The good news is that we have agency and can choose to do things differently.
Reality is entangled
In a participatory universe, our conscious choices and decisions influence the whole. Why? This brings us to one of the strangest discoveries in physics. Entanglement.
Entanglement describes a relationship between subatomic particles that can be located light-years away from each other. Each particle remains in an uncertain state until a measurement is made. When we measure one particle, we get information about the others. They are correlated — or co-related.
Although entanglement in physics refers to a specific mathematical relationship between small particles, it offers powerful metaphors and meanings that are relevant to our macro-scale world, particularly in relation to consciousness, communication, and the role of language.
Physicist David Bohm once described communication as a flow of meaning "among and through and between us." As Bohm put it, shared meaning is the glue that holds societies together. Without shared meaning, our world of potential collapses into different, often conflicting realities. Societies fragment.
Values matter
The values and principles that we embody and communicate influence the quality of our relationships and actions. Our conversations and actions have widespread consequences in a participatory, entangled world.
Watching the news these days, notice which political leaders embody and express values such as equity, justice, pluralism, inclusion, and respect. Or kindness, compassion, and love. Then notice which politicians treat people as if they were billiard balls, battering them with their cue sticks in order to achieve a determined outcome. Notice, because this difference matters.
A simple message
The Q word — quantum — refers to the smallest discrete units or parcels of energy and matter. Quantum social science tells us that in a participatory, entangled world, our deepest values and intentions are potential sources of individual change, collective change, and systems change.
A participatory universe is full of potential, and our smallest discrete choices and actions shape what happens next. They create ripples and resonance, influencing the whole.
The simple idea is that “you matter more than you think.” This message matters, especially at a time of political turmoil when we feel a diminished sense of self-efficacy, and when our shared meanings feel like they are becoming unglued.

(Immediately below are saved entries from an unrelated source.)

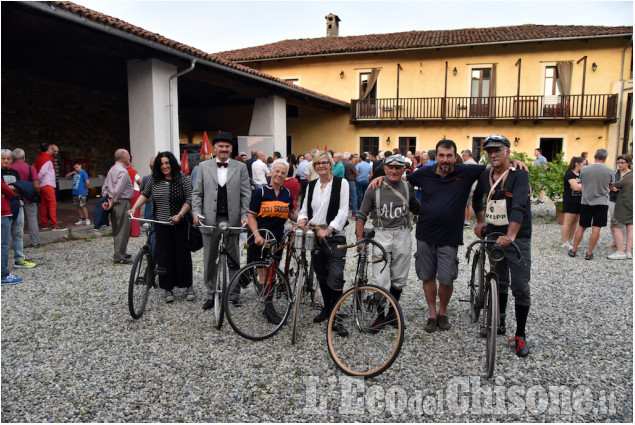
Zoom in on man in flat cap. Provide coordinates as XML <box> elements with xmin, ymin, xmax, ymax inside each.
<box><xmin>192</xmin><ymin>132</ymin><xmax>251</xmax><ymax>311</ymax></box>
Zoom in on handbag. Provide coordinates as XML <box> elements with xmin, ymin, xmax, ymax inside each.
<box><xmin>185</xmin><ymin>215</ymin><xmax>203</xmax><ymax>252</ymax></box>
<box><xmin>485</xmin><ymin>168</ymin><xmax>513</xmax><ymax>226</ymax></box>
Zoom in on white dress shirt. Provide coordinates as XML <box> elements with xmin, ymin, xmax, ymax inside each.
<box><xmin>298</xmin><ymin>178</ymin><xmax>349</xmax><ymax>235</ymax></box>
<box><xmin>251</xmin><ymin>159</ymin><xmax>270</xmax><ymax>185</ymax></box>
<box><xmin>216</xmin><ymin>158</ymin><xmax>229</xmax><ymax>187</ymax></box>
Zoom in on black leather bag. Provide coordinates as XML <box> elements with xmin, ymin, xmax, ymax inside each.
<box><xmin>185</xmin><ymin>219</ymin><xmax>203</xmax><ymax>252</ymax></box>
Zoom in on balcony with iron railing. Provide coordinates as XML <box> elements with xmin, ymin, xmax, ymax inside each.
<box><xmin>350</xmin><ymin>94</ymin><xmax>618</xmax><ymax>123</ymax></box>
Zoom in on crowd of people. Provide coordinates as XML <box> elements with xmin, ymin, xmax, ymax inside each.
<box><xmin>2</xmin><ymin>134</ymin><xmax>632</xmax><ymax>359</ymax></box>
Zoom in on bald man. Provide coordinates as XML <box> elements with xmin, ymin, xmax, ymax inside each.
<box><xmin>102</xmin><ymin>149</ymin><xmax>134</xmax><ymax>264</ymax></box>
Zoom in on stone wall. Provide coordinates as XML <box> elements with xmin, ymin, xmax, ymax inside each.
<box><xmin>1</xmin><ymin>69</ymin><xmax>129</xmax><ymax>177</ymax></box>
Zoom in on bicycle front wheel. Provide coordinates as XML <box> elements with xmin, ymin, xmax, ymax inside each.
<box><xmin>213</xmin><ymin>254</ymin><xmax>227</xmax><ymax>330</ymax></box>
<box><xmin>225</xmin><ymin>262</ymin><xmax>291</xmax><ymax>340</ymax></box>
<box><xmin>327</xmin><ymin>285</ymin><xmax>404</xmax><ymax>378</ymax></box>
<box><xmin>128</xmin><ymin>247</ymin><xmax>152</xmax><ymax>319</ymax></box>
<box><xmin>484</xmin><ymin>275</ymin><xmax>499</xmax><ymax>379</ymax></box>
<box><xmin>469</xmin><ymin>249</ymin><xmax>485</xmax><ymax>323</ymax></box>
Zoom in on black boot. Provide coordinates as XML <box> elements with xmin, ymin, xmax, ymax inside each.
<box><xmin>332</xmin><ymin>314</ymin><xmax>349</xmax><ymax>337</ymax></box>
<box><xmin>263</xmin><ymin>301</ymin><xmax>282</xmax><ymax>325</ymax></box>
<box><xmin>385</xmin><ymin>287</ymin><xmax>402</xmax><ymax>330</ymax></box>
<box><xmin>498</xmin><ymin>293</ymin><xmax>508</xmax><ymax>335</ymax></box>
<box><xmin>313</xmin><ymin>282</ymin><xmax>332</xmax><ymax>323</ymax></box>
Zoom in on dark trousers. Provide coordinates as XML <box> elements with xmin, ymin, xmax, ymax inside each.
<box><xmin>312</xmin><ymin>236</ymin><xmax>347</xmax><ymax>290</ymax></box>
<box><xmin>154</xmin><ymin>220</ymin><xmax>192</xmax><ymax>291</ymax></box>
<box><xmin>494</xmin><ymin>236</ymin><xmax>531</xmax><ymax>307</ymax></box>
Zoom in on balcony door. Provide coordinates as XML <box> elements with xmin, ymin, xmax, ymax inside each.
<box><xmin>359</xmin><ymin>70</ymin><xmax>379</xmax><ymax>118</ymax></box>
<box><xmin>470</xmin><ymin>68</ymin><xmax>491</xmax><ymax>117</ymax></box>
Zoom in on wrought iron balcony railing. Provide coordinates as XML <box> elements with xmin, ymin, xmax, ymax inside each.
<box><xmin>350</xmin><ymin>94</ymin><xmax>618</xmax><ymax>123</ymax></box>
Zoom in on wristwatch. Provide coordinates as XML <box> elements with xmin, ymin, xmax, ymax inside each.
<box><xmin>326</xmin><ymin>227</ymin><xmax>333</xmax><ymax>237</ymax></box>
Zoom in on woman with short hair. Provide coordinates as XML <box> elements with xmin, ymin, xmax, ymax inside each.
<box><xmin>297</xmin><ymin>151</ymin><xmax>349</xmax><ymax>335</ymax></box>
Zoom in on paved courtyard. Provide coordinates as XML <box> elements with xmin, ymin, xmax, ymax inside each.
<box><xmin>1</xmin><ymin>201</ymin><xmax>632</xmax><ymax>422</ymax></box>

I’ll end with my favorite John Wheeler quote about quantum theory. His words invite us to grasp the simplicity, beauty, and urgency of these ideas, and to live and act as if we matter.
Behind it all is surely an idea so simple, so beautiful, that when we grasp it - in a decade, a century, or a millennium - we will all say to each other, how could it have been otherwise? How could we have been so stupid?
— John Archibald Wheeler
YOU MATTER. Karen, I wish I could share this with every person on the planet, thank you for bringing this to light.
Two questions:
1) What do you think about "You matter more than you think." vs "You matter more than you believe."?
2) I've been wanting to chat for a minute. Myself and some others are working on a Believe Different campaign to shift the culture, along with a reverse Powell Memo doc to all the various fractured movements (127 by my last count) to unify the messaging and turn the tide of small actions.
Aren't you one of the people who put the IPBES report together? Fractal change is everything, and we're putting a strategy around it, not just enacting policy change, but inspiring a cultural shift.
Care to have a conversation soon?
Love this Karen! Thank you. So glad I stumbled across it!